Тем временем под звуки проповеди Буффо появилась еда. Ложки царапали донышко глиняных тарелок с рыбным супом: руки в белых перчатках потянулись за ломтями грубого черного хлеба, едой унылой и мрачной, как скопление скорби за плохо сколоченным столом. Буффо, пренебрегши стаканом, глотал водку прямо из горлышка.
– Про меня ходит одна история, представляешь, даже про меня. Великого Буффо, как было со всяким клоуном со времен изобретения этой несчастной профессии, – нараспев начал Буффо. – Когда-то рассказывали истории про грустного Доменико Бьянколелли, от которого покатывался семнадцатый век, про Гримальди, про французского Пьеро, Жана-Гаспара Дебюро,[62] которому в наследство досталась луна. Моя история не совсем правдивая, но в ней есть поэтическая правда мифа, которой овеян каждый смехотворник. Вот она.
Как-то мы выступали в Копенгагене, и утром в день похорон моей обожаемой жены, которая умерла, родив мертвого ребенка, единственного выпрыгнувшего из моих чресл сына, хотя «выпрыгнувший» – не совсем точное слово, судя по тому, как неохотно и медленно этот кусок мяса выползал из ее матки, пока она не испустила дух… – так вот, в этот день я получил телеграмму о смерти своей горячо любимой матушки. Все, кого я любил, враз исчезли под ударом какого-то лютого мора! Несмотря на все это, на дневном представлении в Тиволи я вывалился на манеж, а эти твари просто из кожи вон лезли, только бы меня увидать! Убитый безутешным горем, я закричал: «Небо пропитано кровью!» А они хохотали все сильнее и сильнее. «Какой потешный, со слезами на глазах!» Потом, уже переодевшись, в трауре я сидел в перерыве между представлениями в каком-то занюханном баре, и веселая барменша сказала мне: «Слушай, старина, ты, кажется, не в духе? Я знаю, что тебе нужно. Сходи в Тиволи и посмотри на Великого Буффо. Вот уж кто поднимет тебе настроение!..» Клоун может быть источником веселья, но… кто рассмешит клоуна?
– Кто рассмешит клоуна? – зашептали за столом, шурша так, будто были внутри пустыми.
Не обращая внимания на иноземное лопотанье, исходившее от нависающих над столом выбеленных, тыквообразных лиц, потерявший присутствие духа и одновременно зачарованный вторжением угрюмых размалеванных комедиантов Иванушка стал торопливо, с грохотом собирать тарелки.

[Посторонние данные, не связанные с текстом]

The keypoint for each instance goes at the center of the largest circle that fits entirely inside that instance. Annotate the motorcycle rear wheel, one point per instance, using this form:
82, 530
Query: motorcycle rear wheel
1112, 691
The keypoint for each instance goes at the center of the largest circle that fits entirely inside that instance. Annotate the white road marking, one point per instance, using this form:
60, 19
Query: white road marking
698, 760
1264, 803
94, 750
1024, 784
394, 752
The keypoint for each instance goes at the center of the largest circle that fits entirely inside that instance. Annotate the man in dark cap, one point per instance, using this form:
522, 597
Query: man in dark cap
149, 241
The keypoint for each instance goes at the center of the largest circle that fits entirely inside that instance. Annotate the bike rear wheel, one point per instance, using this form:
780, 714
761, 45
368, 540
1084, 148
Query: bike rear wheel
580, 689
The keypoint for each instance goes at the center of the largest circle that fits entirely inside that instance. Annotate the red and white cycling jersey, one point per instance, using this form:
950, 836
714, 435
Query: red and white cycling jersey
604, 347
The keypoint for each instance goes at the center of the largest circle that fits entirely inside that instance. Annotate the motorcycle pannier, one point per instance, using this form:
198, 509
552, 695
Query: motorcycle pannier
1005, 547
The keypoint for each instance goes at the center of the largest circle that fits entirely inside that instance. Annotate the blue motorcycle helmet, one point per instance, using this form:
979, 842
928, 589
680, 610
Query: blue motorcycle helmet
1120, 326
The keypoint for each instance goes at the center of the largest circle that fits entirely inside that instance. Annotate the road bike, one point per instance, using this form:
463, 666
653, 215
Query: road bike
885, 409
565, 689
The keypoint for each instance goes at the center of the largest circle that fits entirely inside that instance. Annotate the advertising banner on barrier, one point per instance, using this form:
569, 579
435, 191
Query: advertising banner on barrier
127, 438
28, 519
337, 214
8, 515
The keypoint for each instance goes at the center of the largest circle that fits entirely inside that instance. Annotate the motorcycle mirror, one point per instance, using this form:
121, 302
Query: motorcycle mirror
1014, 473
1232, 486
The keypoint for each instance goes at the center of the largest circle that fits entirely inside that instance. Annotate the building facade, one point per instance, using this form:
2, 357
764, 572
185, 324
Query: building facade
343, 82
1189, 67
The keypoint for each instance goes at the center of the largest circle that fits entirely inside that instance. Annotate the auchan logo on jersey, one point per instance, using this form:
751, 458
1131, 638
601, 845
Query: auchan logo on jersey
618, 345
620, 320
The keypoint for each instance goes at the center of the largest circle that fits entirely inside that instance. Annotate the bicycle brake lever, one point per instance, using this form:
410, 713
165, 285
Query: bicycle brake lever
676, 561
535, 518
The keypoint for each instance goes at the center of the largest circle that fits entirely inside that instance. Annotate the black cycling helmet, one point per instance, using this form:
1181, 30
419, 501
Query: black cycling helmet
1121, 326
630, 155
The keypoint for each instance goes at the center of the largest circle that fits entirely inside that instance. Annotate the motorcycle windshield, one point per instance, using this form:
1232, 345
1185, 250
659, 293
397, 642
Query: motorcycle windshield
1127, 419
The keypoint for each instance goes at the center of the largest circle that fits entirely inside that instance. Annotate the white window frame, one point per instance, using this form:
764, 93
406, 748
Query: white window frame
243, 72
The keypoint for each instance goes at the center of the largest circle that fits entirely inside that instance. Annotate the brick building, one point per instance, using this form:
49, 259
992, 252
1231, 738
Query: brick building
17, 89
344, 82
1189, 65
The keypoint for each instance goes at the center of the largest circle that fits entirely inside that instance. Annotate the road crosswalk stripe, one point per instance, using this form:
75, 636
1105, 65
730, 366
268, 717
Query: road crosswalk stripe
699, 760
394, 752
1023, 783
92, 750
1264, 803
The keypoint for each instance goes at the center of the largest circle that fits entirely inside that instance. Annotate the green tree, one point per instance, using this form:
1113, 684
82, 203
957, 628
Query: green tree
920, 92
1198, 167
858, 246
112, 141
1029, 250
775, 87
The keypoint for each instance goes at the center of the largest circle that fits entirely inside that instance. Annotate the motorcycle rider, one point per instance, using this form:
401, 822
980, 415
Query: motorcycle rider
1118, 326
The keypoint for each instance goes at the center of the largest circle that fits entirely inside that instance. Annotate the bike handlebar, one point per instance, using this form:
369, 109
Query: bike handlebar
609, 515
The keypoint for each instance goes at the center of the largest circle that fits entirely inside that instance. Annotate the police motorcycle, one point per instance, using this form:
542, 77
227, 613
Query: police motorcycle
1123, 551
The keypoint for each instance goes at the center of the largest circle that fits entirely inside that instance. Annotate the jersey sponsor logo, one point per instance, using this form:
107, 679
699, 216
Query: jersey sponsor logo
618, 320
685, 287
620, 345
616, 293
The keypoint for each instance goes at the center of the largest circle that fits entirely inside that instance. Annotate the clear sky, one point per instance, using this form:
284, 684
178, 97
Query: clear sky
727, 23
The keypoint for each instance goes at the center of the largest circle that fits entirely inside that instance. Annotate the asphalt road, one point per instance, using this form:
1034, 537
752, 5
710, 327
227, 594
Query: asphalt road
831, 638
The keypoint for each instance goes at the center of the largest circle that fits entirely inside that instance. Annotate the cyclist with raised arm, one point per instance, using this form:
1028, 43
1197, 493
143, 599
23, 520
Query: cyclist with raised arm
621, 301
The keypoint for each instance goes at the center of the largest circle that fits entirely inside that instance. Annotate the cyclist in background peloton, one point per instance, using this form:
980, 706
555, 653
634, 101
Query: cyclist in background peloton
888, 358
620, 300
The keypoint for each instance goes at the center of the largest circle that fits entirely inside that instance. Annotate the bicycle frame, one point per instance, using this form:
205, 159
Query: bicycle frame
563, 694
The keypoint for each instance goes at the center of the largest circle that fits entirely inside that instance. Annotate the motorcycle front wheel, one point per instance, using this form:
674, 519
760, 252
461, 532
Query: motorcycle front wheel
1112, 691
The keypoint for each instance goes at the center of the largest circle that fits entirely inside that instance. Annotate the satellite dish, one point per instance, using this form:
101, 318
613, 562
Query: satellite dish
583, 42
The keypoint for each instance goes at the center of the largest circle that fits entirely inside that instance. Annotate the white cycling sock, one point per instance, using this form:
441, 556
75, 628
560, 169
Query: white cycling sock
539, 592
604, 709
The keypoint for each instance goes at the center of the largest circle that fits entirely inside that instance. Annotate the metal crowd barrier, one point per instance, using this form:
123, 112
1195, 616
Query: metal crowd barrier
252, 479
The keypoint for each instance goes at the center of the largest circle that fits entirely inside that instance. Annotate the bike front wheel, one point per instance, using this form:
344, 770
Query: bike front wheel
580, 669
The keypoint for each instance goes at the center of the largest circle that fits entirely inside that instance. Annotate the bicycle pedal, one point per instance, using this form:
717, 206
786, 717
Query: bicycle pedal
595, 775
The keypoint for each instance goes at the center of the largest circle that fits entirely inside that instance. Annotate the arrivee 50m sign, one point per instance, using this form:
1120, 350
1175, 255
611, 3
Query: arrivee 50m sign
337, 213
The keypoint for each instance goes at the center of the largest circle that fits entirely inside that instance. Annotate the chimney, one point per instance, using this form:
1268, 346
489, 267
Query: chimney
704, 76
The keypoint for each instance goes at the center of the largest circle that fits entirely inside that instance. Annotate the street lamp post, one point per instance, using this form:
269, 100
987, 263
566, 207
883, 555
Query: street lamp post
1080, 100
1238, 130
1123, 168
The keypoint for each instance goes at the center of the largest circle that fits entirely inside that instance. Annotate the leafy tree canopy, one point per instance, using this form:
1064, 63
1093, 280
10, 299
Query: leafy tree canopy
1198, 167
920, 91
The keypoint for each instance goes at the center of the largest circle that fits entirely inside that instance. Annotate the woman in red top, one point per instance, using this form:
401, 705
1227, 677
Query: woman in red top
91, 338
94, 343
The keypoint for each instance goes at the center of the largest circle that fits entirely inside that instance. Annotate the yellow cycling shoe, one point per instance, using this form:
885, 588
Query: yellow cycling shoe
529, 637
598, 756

Трапеза закончилась. Пока бабушка, опустившись на колени перед самоваром, совершала свои бесконечные, бессознательные, наполовину обрядовые движения искривленными от многолетнего непосильного труда руками, все достали трубки, табак и водку. Ее дочь-убийцу сослали в Сибирь, но несмотря на то, что вся жизнь бабушки состояла из этих жестов, имитирующих молитву у нее не было уже сил помолиться во спасение души дочери. Уголь краснел, чернел, опять краснел…
– И все-таки, – заговорил Буффо, как следует приложившись к бутылке, – у нас есть одна привилегия, очень редкая привилегия, которая превращает наше состояние никому не нужных изгоев в нечто прекрасное и бесконечно ценное.
Мы можем сами придумывать себе лица. Мы сами себя делаем.
Он указал на белую и красную краски, наложенные на его неразличимые черты.